Chicago Cubs: Cutting down the roster will be tough


As spring training starts to dwindle down, the inevitable is coming to some current Chicago Cubs’ players – roster cuts.  While many of these players are going to be sent down to Iowa, Tennessee, or even Dayton – some will be trying to fill a void as a veteran free agent signing with another team.  Right now it is kind of an unknown since Joe Maddon, Theo Epstein and Jed Hoyer have been mum on the subject.  

Some of the cuts will be based on performances, while others will be made on roster necessity. With the versatility of many of the players that are expected to make the team – there will be some who aren’t able to play multiple positions that may lose their spot.

Ryan Sweeney may unfortunately be one of those guys.  Signing on with the Chicago Cubs in 2013 after being cut by the Boston Red Sox, he filled a need for the Cubs as a veteran backup outfielder.

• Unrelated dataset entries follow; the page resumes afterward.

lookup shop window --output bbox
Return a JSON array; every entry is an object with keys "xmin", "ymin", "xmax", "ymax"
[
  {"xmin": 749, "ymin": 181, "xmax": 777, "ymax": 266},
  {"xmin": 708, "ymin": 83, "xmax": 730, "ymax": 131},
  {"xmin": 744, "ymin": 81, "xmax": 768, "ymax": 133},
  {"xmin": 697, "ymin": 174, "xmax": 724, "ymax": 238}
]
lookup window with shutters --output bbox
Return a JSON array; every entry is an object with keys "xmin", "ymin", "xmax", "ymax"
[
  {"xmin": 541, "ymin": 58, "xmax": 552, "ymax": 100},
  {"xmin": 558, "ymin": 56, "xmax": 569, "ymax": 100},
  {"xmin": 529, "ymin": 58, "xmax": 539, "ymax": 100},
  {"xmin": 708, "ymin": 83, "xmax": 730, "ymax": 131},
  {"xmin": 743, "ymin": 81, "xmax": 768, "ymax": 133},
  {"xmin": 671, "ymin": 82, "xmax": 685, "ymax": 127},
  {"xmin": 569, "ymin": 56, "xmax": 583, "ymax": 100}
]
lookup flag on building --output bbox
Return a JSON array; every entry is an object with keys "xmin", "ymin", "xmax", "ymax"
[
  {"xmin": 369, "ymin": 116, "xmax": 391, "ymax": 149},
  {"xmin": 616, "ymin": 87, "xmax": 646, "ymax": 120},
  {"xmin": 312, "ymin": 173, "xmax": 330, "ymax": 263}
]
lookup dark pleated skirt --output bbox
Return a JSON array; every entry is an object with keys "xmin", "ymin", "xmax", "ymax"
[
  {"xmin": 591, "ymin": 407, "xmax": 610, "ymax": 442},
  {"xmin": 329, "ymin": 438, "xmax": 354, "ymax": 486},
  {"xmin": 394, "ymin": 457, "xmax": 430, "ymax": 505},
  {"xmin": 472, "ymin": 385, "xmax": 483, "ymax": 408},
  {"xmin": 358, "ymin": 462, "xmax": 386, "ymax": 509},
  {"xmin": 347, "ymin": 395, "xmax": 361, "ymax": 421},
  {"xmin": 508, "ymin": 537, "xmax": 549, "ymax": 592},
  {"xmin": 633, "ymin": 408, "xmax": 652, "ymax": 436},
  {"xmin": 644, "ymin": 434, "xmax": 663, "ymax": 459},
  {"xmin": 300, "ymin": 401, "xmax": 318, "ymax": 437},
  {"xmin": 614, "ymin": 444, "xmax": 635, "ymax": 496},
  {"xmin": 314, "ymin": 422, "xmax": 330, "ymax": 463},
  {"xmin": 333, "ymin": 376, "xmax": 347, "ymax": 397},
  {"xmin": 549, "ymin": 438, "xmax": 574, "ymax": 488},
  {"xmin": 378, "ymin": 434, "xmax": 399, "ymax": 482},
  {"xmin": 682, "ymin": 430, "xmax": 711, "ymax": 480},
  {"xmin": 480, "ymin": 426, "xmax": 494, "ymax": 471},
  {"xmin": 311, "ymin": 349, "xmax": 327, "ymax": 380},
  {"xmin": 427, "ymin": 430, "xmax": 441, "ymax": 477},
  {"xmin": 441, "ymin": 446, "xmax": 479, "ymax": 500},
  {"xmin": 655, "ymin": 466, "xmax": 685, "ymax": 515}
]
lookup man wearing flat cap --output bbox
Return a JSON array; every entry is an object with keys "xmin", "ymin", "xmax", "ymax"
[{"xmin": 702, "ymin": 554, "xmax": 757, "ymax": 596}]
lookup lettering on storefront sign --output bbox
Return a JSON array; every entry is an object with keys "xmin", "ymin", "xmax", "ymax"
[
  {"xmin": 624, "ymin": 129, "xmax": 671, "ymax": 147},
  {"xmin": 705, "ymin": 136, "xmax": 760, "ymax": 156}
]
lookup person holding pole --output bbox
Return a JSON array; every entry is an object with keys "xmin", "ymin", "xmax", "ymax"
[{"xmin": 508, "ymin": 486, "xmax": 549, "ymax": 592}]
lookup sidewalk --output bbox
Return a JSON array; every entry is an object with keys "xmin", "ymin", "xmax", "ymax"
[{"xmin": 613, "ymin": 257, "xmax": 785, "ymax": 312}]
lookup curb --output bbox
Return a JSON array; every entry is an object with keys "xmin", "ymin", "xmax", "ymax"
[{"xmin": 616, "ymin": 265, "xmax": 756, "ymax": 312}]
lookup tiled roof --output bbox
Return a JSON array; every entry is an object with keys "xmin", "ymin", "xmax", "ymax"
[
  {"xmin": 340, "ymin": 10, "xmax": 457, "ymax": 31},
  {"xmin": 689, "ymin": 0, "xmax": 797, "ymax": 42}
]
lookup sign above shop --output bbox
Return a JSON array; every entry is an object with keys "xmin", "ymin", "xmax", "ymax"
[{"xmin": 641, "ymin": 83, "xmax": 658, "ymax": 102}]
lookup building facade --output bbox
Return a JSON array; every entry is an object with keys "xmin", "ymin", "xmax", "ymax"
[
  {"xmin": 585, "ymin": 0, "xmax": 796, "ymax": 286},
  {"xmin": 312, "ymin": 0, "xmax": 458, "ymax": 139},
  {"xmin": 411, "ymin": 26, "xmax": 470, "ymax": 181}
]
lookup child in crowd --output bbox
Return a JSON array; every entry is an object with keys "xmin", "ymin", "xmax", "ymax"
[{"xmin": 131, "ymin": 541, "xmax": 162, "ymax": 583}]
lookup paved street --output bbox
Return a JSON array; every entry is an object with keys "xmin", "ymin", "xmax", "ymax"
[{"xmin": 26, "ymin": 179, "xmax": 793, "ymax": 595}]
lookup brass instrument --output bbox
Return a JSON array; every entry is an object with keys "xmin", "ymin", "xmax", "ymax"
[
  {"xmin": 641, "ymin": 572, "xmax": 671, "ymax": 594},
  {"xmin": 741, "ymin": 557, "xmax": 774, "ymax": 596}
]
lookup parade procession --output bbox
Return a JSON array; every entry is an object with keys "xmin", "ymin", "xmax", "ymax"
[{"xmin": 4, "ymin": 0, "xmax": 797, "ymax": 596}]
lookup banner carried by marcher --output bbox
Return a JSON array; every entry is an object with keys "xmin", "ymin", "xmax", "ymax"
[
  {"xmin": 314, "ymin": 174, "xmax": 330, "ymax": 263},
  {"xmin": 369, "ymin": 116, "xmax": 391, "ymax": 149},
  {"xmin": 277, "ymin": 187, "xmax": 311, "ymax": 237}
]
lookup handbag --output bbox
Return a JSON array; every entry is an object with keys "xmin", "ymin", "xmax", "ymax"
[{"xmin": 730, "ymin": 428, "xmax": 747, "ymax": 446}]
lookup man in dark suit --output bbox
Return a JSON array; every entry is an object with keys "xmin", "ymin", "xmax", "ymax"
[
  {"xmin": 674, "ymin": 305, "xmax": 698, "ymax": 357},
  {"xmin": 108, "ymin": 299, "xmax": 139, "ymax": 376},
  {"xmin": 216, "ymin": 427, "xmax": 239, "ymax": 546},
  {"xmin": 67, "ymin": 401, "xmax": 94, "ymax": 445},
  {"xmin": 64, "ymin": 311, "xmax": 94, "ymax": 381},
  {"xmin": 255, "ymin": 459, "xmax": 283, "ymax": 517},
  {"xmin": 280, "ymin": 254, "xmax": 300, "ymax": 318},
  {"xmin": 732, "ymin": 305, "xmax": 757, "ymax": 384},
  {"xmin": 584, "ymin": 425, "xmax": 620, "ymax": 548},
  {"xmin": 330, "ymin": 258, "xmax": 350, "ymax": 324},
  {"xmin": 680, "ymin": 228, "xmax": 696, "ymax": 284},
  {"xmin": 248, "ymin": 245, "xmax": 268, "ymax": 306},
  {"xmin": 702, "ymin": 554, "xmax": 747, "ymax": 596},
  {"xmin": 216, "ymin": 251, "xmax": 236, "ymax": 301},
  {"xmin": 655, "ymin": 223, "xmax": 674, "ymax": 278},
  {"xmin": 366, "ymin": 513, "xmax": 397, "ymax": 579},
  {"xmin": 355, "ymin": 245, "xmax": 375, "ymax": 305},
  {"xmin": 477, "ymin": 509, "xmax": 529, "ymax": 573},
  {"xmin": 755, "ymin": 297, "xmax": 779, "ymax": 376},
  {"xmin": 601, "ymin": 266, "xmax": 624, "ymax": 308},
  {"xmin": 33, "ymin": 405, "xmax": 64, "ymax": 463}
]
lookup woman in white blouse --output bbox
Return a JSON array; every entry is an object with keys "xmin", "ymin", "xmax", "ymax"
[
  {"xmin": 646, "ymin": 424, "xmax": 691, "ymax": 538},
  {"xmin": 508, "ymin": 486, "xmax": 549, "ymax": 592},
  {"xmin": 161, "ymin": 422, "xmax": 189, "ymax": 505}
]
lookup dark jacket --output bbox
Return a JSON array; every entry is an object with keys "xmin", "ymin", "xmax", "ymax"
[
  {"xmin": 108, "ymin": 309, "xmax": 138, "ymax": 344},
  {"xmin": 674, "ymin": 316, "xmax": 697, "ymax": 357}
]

Signing a two-year contract – he still has $1.5 million owed to him this season and a team option for 2016 for $2.5 million ($500,000 buy-out).

To be fair to Sweeney, who has been a good player for the Cubs – I’m sure they would like treat him right and allow him time to catch on with another team before the season starts.  Or if the front office could find a suitor – I’m sure they’d rather trade him to get value back.

Junior Lake also may find himself as a casualty of not enough roster spots available to keep an extra outfielder on board.  If the Cubs didn’t seem likely to keep three catchers on the roster – Maybe Lake could stay – or even Sweeney. But Lake is still young (turns 25 on March 27th) and he needs time to play to get better.  Sending him down to Iowa is the best option for him.

Some pitchers who can fill the role of a middle reliever or a fill-in starter are on the roster.  Drake Britton has pitched well this spring and could be one of those to fill a long relief or spot starter role.

Having agreed on a $1.95 million arbitration settlement – I’m sure the Cubs would like to keep him or at the very least move him – but finding a taker may be difficult.

Jacob Turner never had the chance to compete for a starting job.  He will start the season on the disabled list with a flexor strain and bone bruise on his elbow.  His spot on the roster will be unknown until he can throw again after he’s been cleared by physicians. Turner is out of options, and would have to pass through waivers before he could be sent down.

While he could make some rehab starts in the minors after he’s cleared – just how long he stays down there will depend on how he throws and how the fifth starter (presumably Travis Wood at this point) plays.

"“Pitching and defense, regardless of how good we’re projected to hit, I’m really concerned that we do those things well,” he said. “You have to win 3-2, 4-3 and 1-0 every once in a while to really get to the promised land. Joe Maddon ~"

The case with Edwin Jackson is tricky in some ways.  The finances are easy – if you trade him to someone – you’re going to have to pay most if not all of the contract.  If you release him, you’re going to pay the contract.

Is it worth keeping him and taking up a roster spot really worth it? My opinion, no, I would try to trade him and get what you can and move on – if you can’t get a bite – release him.

The tough part is if the front office be willing to admit it was a bad signing and let him go?  I hope they can admit it and do what is right.